3.10 Packaged Genome Characterization: Alkaline Gel Southern Blot

1. 1.

   Remove unpackaged DNA by adding 10 μl of the DNaseI solution (solution 1) to 10 μl of virus (≈1–5e⁹ viral genomes; see Note 19 ).

2. 2.

   Incubate for 30 min at 37 °C.

3. 3.

   Add 4 μl of 0.5 M EDTA and vortex to inactivate the DNaseI.

4. 4.

   Add the gel loading dye to make a 1× solution.

5. 5.

   Add 2 μl of 10 % SDS to disrupt the AAV capsid exposing the viral genome (see Note 18 ).

6. 6.

   Vortex for 10 s and let sit at RT for 20 min.

7. 7.

   Spin at 12,000 rpm for 20 min.

8. 8.

   Load the alkaline gel along with a proper ladder/marker (see Note 19 ).

9. 9.

   Normally two to three fractions are combined for dialysis. In general, fractions corresponding to the intensity of the 25 ng plasmid standard or greater are worth moving forward with.

10. 10.

    Run the gel at 15 V overnight in alkaline gel electrophoresis buffer (see Note 20 ).

11. 11.

    When gel has finished running cut the top wells off and any other part of the gel that may not be needed.

12. 12.

    Soak the gel in transfer buffer for 10 min with mild agitation.

13. 13.

    Measure the size of the gel, so you can cut your filter paper and HyBond-XL membrane accordingly.

14. 14.

    Perform Southern transfer using standard procedures [39, 40].

15. 15.

    Once the transfer is complete UV cross-link the membrane.

16. 16.

    Hybridize the DNA on the membrane to a radio-labeled probe in Church buffer as described for the Southern dot blot method (see Notes 16 and 21 ). The wash and detection conditions are also the same as described above.

17. 17.

    Intact AAV genomes (<5 kb) package primary a single DNA species the size of the transgenic DNA cassette and the ITRs, whereas fAAV packages heterogeneous DNA species of different sizes which are separated in the gradient based on density. For transduction competent fAAV preparations, the fractions containing the largest DNA species are the most desirable to pool, dialyze, and prior to determining the final titer (see Note 9 ). We have previously reported explicit examples of both intact and fAAV genome species found in the different fractions of the CsCl gradient and correlated them to both transduction efficiency and the refractive index of the CsCl fraction [9].

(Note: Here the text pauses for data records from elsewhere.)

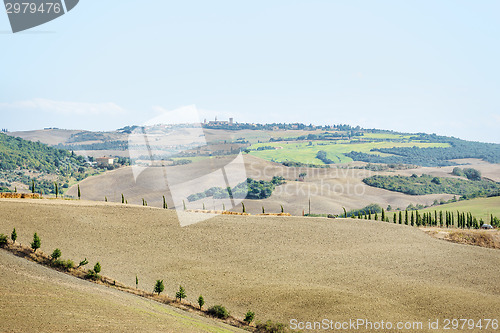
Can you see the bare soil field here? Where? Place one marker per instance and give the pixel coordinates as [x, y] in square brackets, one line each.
[282, 268]
[34, 298]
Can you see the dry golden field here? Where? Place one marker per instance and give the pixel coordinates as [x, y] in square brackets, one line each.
[282, 268]
[34, 298]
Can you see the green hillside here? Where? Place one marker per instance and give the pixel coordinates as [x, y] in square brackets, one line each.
[23, 162]
[374, 146]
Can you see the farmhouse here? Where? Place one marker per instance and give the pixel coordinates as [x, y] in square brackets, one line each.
[104, 161]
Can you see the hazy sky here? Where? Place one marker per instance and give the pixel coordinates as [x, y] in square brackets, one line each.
[417, 66]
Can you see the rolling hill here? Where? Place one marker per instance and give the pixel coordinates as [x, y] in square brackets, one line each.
[34, 298]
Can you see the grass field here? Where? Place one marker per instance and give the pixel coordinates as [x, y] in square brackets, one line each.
[482, 208]
[34, 298]
[281, 268]
[305, 153]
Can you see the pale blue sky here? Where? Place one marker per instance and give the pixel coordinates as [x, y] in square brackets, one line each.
[430, 66]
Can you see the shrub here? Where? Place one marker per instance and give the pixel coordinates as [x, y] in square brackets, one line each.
[56, 254]
[201, 301]
[35, 245]
[249, 317]
[218, 311]
[83, 262]
[3, 240]
[180, 294]
[270, 327]
[65, 264]
[13, 235]
[93, 274]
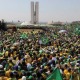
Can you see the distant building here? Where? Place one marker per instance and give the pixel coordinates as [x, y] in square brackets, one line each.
[34, 12]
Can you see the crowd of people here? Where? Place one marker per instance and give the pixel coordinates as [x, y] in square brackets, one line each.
[27, 59]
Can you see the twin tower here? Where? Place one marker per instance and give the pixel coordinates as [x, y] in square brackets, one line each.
[34, 12]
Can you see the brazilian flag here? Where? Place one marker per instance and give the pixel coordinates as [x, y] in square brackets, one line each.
[56, 75]
[44, 40]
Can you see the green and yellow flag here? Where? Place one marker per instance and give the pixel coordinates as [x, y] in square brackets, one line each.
[56, 75]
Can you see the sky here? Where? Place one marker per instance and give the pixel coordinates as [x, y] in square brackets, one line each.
[49, 10]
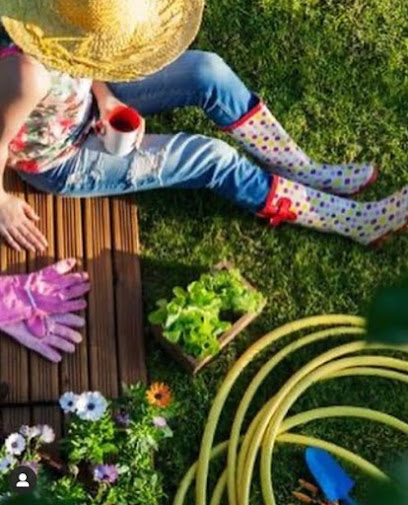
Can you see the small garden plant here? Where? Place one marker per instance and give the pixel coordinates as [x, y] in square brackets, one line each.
[107, 453]
[196, 317]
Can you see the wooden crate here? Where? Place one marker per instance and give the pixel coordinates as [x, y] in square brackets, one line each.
[191, 364]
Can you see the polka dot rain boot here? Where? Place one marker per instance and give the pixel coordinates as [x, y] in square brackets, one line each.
[367, 223]
[260, 134]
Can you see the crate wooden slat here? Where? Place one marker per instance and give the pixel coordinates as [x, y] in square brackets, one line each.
[103, 234]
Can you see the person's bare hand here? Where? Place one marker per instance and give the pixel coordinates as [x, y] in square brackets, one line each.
[17, 224]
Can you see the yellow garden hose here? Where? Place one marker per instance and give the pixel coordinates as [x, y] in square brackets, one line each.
[269, 425]
[287, 402]
[363, 465]
[251, 391]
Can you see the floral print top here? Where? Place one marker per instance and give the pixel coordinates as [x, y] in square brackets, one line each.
[56, 128]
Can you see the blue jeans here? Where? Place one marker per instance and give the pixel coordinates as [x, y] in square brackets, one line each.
[179, 161]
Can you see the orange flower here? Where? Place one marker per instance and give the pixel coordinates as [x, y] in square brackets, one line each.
[159, 395]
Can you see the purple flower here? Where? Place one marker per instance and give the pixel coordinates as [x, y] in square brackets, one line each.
[106, 473]
[160, 422]
[123, 418]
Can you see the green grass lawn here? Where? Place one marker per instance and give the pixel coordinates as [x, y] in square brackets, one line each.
[334, 72]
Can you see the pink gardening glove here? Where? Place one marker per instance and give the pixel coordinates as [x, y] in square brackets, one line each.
[32, 297]
[61, 336]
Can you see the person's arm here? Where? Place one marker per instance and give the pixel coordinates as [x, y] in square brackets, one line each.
[107, 101]
[23, 83]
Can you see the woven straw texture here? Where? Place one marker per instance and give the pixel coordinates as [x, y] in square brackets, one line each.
[106, 40]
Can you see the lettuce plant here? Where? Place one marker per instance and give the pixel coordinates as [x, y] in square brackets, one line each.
[195, 317]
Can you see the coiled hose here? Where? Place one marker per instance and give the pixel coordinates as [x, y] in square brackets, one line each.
[270, 425]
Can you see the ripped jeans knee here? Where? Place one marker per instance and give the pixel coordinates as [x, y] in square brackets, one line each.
[95, 172]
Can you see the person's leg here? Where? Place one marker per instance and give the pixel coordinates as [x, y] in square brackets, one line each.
[194, 161]
[204, 80]
[370, 223]
[178, 161]
[197, 78]
[261, 134]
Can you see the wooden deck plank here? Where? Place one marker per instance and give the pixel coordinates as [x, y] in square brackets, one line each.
[69, 233]
[128, 292]
[101, 326]
[104, 234]
[14, 364]
[44, 375]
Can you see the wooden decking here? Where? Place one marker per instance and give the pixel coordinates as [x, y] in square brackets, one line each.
[103, 233]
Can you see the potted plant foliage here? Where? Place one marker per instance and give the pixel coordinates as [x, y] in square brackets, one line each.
[202, 319]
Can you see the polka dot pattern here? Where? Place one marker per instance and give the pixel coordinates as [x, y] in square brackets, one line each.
[363, 222]
[266, 139]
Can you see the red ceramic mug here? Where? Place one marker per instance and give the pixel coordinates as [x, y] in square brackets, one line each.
[120, 130]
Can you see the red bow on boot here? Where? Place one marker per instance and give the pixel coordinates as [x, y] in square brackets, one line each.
[279, 213]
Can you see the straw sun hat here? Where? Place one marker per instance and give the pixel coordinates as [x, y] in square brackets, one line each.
[106, 40]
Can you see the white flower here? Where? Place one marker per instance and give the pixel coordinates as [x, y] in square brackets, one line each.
[24, 430]
[47, 434]
[91, 406]
[30, 432]
[15, 444]
[6, 463]
[68, 402]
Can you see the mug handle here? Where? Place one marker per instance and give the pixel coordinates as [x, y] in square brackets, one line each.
[100, 128]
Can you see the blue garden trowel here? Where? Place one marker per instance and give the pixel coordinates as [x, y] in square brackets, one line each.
[332, 479]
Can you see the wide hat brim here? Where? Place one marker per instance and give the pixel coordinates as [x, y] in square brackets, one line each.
[36, 27]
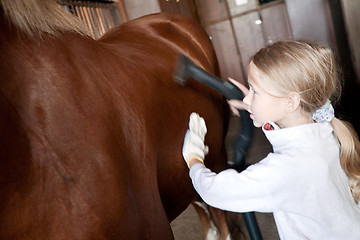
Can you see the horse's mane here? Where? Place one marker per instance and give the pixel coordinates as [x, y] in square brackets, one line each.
[36, 17]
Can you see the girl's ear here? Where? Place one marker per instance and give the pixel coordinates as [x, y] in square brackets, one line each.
[293, 102]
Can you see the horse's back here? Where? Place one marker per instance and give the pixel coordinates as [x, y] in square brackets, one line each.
[92, 133]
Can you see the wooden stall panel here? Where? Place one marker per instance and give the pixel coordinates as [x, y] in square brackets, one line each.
[241, 6]
[248, 32]
[226, 51]
[138, 8]
[275, 22]
[211, 11]
[352, 21]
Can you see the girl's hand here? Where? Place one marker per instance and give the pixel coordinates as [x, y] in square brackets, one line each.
[235, 105]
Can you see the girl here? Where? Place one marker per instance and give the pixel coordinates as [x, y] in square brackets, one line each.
[311, 180]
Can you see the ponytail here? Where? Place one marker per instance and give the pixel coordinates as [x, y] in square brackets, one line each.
[349, 154]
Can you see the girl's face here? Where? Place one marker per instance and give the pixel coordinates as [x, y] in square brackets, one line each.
[263, 106]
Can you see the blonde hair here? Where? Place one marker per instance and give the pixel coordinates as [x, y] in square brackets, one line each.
[36, 17]
[310, 69]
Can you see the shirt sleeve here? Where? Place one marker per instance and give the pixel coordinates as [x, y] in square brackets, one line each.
[261, 187]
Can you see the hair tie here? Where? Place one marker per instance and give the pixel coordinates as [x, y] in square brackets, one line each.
[324, 114]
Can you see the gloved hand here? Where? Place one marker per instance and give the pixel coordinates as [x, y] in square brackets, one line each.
[194, 146]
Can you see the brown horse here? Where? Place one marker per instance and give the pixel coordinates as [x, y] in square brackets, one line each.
[91, 131]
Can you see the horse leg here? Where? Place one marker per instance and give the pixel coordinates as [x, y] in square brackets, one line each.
[210, 230]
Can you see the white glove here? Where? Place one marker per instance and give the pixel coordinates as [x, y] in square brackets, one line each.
[194, 146]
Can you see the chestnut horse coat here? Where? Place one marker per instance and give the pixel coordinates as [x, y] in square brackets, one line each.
[91, 132]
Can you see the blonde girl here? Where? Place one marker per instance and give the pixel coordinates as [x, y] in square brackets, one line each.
[311, 180]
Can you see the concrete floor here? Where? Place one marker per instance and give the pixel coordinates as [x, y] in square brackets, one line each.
[188, 227]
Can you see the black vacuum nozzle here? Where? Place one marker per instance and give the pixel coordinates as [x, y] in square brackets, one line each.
[186, 69]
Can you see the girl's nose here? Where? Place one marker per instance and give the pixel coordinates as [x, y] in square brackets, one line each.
[247, 98]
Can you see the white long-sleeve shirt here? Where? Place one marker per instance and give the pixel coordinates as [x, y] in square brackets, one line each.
[301, 182]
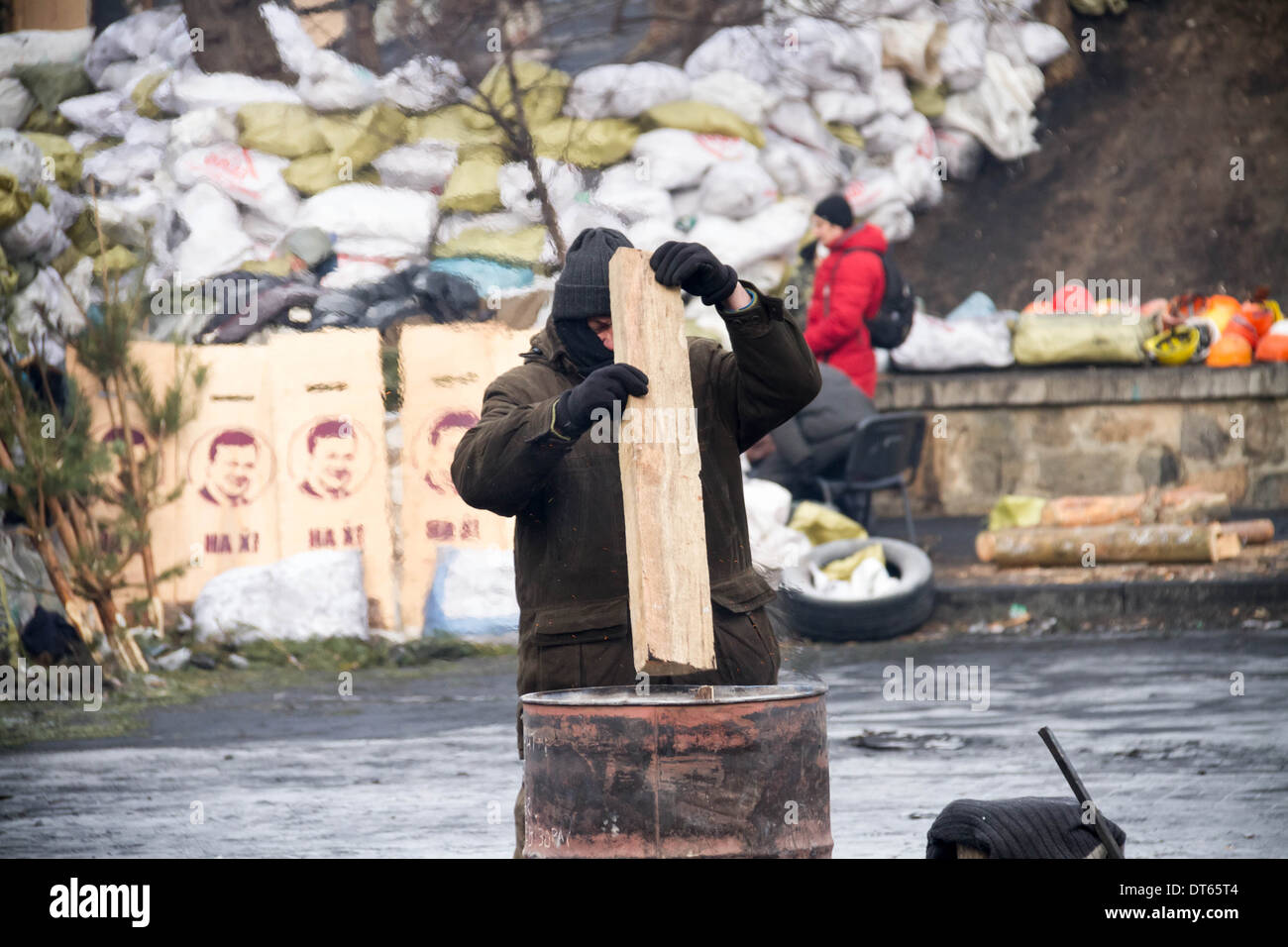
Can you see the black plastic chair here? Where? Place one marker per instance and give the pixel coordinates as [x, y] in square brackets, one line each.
[885, 447]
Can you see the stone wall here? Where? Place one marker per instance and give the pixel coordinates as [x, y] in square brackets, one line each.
[1094, 431]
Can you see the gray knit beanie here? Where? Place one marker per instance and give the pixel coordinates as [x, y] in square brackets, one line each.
[581, 291]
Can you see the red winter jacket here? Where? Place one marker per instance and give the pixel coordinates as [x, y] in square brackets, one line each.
[857, 283]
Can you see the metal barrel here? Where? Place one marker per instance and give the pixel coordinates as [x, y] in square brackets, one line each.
[678, 772]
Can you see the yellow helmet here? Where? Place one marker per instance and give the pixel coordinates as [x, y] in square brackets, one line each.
[1177, 346]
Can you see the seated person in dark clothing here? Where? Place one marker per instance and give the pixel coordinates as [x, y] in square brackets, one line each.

3.11 AAV Large Gene Transduction Verification

1. 1.

   Following production and characterization of your AAV vector preparations large transgene synthesis will, of course, require verification. To do this follow standard procedures, such as Western and northern blots, but be sure to always included the proper controls. For instance, all split AAV vector approaches rely on co-transduction of AAV vectors. Therefore, it will be necessary to perform transduction with each vector independently, and in concert, to be certain that large transgene production only occurs if both vector types are used. In the case of fAAV preparations, functional transduction can be performed on all fractions prior to dialysis to determine which fractions are competent for large transgene production [9]. Then, the size of the packaged genome fragments can be correlated to functional large transgene production and guide the decision of which fractions to dialyze (only packaged genome fragments greater than half the size of the transgenic cassette, theoretically, will mediate transduction).